Ya enfadada, empecé a romper las ramas y las enredaderas, algunas de las cuales tenían espinas, con la intención de abrir un túnel en el sotobosque. La criatura atrapada se sacudía con más fuerza a medida que me acercaba, bien porque sabía que la ayuda estaba llegando o porque pensaba que el cazador venía a por ella, imposible saberlo. Y esa incertidumbre impulsó mis ganas de liberarla. De pronto, me invadió una aprensión espantosa de que el animal pudiera estar herido, una sensación que se mezclaba con el miedo de que pudiera atacarme cuando me viese. La voz de la lógica me decía que era una locura intentar acercarme a un animal salvaje atrapado, pero hice caso omiso.
Aparté una brazada de enredaderas de baya y algo pasó volando junto a mí. Me asusté tanto que caí hacia atrás, pero no era más que un pájaro… un pajarillo negro que voló un par de metros antes de caer de nuevo al suelo. ¿En serio había podido hacer tanto ruido una cosa tan pequeña? Pero ya no se oía nada entre el matorral, de modo que supuse que sí. El pobre animal se había sacudido con tal fuerza que se había lastimado el ala.

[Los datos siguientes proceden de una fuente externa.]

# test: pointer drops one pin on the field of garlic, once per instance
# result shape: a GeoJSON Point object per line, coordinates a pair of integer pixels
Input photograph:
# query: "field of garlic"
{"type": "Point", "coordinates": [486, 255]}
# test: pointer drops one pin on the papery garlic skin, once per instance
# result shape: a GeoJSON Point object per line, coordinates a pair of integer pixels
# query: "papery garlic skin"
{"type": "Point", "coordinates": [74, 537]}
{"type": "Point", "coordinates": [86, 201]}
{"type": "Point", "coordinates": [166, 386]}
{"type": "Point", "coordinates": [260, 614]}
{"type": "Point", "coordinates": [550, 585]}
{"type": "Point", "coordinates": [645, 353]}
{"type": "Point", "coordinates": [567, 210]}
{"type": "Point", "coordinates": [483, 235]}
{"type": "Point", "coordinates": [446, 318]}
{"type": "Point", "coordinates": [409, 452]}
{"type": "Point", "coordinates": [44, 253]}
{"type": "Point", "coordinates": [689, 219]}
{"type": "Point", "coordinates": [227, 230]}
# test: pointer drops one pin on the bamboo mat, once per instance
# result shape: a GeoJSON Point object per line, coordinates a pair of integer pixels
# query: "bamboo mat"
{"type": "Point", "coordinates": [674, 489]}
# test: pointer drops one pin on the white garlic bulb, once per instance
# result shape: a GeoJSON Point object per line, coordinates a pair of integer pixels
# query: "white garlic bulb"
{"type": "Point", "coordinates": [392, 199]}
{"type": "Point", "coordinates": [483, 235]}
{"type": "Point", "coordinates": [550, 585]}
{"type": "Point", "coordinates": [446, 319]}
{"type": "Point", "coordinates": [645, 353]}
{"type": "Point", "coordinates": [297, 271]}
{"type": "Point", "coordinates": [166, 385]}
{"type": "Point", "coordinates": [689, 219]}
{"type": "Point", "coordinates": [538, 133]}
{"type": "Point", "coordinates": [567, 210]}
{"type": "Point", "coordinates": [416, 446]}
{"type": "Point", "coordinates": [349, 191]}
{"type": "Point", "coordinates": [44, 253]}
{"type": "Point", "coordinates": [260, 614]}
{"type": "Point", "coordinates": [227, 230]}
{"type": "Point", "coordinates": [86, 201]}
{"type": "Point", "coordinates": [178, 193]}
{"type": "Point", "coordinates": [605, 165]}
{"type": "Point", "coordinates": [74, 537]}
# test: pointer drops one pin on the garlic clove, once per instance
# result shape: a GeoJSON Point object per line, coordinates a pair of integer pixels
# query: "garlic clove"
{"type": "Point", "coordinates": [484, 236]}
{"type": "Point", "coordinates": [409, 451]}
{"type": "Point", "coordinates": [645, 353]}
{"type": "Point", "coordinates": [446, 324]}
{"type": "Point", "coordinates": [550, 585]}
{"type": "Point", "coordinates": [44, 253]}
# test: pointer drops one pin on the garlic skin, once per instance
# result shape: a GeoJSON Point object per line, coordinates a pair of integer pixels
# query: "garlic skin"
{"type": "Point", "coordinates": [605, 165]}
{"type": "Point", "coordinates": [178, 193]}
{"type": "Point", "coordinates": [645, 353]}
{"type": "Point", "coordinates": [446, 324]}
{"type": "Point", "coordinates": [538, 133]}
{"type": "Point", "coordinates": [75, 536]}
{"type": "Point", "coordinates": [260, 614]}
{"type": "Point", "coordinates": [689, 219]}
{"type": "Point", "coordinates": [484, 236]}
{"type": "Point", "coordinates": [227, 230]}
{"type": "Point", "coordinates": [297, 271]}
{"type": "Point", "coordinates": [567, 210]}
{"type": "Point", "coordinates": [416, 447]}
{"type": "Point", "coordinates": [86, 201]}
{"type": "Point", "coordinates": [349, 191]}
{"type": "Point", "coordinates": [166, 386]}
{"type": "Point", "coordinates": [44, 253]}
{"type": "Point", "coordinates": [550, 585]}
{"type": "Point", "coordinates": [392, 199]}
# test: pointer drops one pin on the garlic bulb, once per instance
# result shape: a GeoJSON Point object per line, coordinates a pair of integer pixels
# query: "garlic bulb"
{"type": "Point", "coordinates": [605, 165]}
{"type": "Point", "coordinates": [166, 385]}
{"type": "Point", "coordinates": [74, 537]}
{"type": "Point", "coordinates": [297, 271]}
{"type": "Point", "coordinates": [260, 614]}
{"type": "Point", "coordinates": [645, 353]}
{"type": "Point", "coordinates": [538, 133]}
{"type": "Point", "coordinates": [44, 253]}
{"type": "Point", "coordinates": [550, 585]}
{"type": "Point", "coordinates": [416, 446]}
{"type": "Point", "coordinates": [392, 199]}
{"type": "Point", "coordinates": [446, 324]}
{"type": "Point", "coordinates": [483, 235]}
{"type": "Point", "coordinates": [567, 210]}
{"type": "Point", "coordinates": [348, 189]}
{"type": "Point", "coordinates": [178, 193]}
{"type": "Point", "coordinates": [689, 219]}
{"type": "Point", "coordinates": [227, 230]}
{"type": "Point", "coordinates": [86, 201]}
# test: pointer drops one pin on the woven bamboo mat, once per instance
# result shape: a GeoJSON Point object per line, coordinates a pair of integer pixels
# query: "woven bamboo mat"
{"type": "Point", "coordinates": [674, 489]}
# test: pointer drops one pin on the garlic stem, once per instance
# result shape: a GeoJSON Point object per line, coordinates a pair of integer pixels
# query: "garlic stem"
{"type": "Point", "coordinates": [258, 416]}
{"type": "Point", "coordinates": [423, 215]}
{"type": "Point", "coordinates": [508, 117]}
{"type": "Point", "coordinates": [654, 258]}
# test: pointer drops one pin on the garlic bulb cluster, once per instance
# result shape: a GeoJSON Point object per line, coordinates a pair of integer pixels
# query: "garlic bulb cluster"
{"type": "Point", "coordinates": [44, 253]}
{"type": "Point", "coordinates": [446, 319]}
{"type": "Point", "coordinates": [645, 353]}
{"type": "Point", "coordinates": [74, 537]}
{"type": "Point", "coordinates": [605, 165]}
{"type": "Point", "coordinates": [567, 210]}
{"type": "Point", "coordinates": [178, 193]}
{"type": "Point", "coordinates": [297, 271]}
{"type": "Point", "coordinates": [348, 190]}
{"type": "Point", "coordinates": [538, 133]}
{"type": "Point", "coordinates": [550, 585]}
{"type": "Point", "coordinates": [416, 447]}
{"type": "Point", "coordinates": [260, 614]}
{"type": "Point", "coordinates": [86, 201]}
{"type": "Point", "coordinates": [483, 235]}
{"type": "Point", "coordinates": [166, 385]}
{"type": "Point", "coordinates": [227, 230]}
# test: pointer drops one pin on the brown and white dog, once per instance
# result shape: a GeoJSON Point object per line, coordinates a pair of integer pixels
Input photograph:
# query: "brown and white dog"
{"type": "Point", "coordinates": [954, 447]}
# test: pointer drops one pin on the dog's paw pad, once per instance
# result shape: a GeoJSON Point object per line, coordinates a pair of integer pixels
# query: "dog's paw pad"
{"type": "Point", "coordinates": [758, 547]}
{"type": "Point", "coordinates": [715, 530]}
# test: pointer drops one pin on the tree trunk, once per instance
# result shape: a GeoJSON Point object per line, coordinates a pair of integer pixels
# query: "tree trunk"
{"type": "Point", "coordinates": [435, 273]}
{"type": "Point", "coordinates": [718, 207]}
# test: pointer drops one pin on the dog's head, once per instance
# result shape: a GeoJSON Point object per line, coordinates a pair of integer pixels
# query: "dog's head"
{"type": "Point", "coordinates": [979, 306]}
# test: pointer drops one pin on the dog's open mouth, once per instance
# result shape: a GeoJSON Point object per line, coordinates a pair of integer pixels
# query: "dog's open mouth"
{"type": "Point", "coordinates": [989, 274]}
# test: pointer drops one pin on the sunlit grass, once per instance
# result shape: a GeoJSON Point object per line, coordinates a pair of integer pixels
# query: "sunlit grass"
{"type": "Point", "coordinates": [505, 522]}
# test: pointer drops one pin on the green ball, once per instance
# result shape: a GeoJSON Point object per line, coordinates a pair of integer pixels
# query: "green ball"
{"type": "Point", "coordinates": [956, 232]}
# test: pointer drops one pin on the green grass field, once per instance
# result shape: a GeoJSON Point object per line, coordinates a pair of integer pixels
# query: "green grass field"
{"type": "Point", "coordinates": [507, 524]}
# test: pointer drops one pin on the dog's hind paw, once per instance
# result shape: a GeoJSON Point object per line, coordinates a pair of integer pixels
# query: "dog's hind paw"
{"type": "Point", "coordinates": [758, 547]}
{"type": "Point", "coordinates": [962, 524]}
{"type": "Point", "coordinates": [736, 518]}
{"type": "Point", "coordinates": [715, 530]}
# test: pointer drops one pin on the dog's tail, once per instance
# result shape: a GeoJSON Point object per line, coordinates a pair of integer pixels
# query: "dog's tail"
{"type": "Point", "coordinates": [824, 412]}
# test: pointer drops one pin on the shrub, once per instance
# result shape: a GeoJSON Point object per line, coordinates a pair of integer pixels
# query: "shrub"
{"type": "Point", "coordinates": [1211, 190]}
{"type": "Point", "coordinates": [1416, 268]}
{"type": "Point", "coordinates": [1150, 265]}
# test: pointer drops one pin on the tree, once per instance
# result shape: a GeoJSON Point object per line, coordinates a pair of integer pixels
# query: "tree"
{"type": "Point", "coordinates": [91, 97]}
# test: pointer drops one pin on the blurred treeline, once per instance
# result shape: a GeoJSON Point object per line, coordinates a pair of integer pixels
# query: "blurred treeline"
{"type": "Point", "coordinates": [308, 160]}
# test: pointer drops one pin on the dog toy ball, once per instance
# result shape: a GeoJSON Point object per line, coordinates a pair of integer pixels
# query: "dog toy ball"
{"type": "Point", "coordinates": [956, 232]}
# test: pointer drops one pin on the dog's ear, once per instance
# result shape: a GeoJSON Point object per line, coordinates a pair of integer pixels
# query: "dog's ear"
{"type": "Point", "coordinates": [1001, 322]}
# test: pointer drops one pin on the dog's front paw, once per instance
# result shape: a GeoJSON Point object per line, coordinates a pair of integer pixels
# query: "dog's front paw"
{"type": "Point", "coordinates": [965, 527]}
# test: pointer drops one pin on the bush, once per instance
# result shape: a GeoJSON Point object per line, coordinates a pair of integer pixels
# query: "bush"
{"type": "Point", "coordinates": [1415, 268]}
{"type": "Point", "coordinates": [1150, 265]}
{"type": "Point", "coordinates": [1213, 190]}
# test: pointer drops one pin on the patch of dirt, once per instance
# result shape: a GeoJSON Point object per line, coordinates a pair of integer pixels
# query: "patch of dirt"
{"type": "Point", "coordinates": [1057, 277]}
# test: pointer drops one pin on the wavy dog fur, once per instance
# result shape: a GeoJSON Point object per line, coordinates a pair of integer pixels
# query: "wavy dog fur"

Me acerqué para ver si podía volar, y entonces se volvió y me miró con unos penetrantes ojos amarillos. Nos quedamos observándonos, hasta que se alejó unos centímetros de un saltito, batió las alas y salió volando. En ese preciso instante divisé el sol a través de la brecha que había abierto en el matorral, a mi derecha.
Eso era el este, de manera que el pájaro se había ido hacia el norte. Me volví para mirarlo una vez más, pero ya había desaparecido entre los árboles. Entonces di media vuelta y empecé a caminar hacia el sur.